Heritage Is No Defense

It's really not, is it?  The media can't admit it, because look at all the revenue from people clicking through the parade's photos online.  The politicians can't admit it, at least not the ones in New York, because it would cost them hundreds of thousands of votes.  Many West Indians themselves likely wouldn't admit it, either, since they really don't like their women portrayed purely as sex objects.  I have several friends of West Indian descent, and I'm sure they'd be appalled to see this type of parade.

Which means that some ethnic practices that cultures celebrate really have little merit, doesn't it?  Which means that cultures themselves are not pure creations of human enlightenment, right?  Which means that culture alone is not a valid justification for doing something.

Just as you and I would probably freak out if we had a daughter act the way some of the women acted at the WIADP yesterday, we should not tolerate things that are wrong just because a culture accepts them.  Nor should we accept something just because some culture accepts them.

Whether it's the type of music churches use during corporate worship services, or the pagan traditions we incorporate into our sacred celebrations, or the way business is conducted in countries that allow bribery, or the way some people groups slaughter members believed to be adulterous, culture itself is not the free pass to permissibility or value.

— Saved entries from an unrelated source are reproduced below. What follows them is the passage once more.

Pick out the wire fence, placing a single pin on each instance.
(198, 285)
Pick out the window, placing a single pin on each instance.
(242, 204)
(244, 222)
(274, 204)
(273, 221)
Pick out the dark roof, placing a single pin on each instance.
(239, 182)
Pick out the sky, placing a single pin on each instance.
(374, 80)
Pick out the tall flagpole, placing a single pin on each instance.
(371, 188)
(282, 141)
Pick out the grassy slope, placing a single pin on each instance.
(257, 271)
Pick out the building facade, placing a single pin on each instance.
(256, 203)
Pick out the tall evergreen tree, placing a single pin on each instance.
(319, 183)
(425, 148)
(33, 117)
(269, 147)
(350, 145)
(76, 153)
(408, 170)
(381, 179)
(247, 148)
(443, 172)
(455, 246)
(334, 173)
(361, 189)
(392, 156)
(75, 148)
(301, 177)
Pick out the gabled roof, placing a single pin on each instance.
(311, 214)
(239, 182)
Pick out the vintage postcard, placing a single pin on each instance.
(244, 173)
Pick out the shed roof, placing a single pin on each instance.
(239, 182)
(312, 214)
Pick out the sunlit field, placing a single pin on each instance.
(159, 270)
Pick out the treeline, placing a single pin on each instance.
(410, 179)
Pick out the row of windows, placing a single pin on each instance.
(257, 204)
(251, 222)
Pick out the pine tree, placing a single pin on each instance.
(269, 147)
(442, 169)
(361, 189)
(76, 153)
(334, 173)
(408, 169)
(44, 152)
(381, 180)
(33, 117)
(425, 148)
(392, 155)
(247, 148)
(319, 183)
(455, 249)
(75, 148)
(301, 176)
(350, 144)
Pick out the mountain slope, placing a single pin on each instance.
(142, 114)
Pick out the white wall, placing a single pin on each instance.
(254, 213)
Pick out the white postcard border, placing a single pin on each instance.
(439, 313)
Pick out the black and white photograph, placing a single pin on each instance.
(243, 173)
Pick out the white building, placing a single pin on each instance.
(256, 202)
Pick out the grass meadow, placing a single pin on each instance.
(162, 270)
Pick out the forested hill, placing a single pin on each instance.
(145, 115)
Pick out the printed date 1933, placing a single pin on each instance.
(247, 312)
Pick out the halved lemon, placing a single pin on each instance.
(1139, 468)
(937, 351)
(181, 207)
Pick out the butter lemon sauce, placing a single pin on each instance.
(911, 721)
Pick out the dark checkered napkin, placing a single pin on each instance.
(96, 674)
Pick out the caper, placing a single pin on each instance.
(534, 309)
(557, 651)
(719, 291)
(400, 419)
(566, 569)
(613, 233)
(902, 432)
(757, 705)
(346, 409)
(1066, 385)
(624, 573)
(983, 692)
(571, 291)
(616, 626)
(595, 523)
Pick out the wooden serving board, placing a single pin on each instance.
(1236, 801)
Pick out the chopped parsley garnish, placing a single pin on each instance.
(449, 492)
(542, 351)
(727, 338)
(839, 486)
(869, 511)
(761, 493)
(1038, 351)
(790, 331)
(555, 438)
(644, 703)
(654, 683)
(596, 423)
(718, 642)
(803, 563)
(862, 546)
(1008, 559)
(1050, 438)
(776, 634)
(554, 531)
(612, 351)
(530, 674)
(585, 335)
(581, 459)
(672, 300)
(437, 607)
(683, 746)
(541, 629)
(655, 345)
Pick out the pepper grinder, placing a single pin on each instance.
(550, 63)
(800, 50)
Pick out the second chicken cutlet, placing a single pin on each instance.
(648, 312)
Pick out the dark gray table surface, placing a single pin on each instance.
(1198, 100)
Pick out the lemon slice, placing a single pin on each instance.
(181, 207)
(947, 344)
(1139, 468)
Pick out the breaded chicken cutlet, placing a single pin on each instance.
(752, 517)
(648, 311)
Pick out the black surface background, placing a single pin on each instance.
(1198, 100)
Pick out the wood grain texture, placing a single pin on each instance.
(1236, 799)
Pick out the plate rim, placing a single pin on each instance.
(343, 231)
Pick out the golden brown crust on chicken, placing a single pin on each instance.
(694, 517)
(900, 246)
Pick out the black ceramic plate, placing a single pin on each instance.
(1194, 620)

Culture can be a factor in deciding something's value or usefulness, it can help explain history, and it can help shape an identity in a world that's increasingly shrinking.

But in the same way those shameless people flaunted what they call their heritage on the streets of Brooklyn yesterday, culture is hardly a pure arbiter of what's right and wrong.

Does that mean some cultures are better than others?

No.  Just that some cultures do a better job of not flaunting their immorality.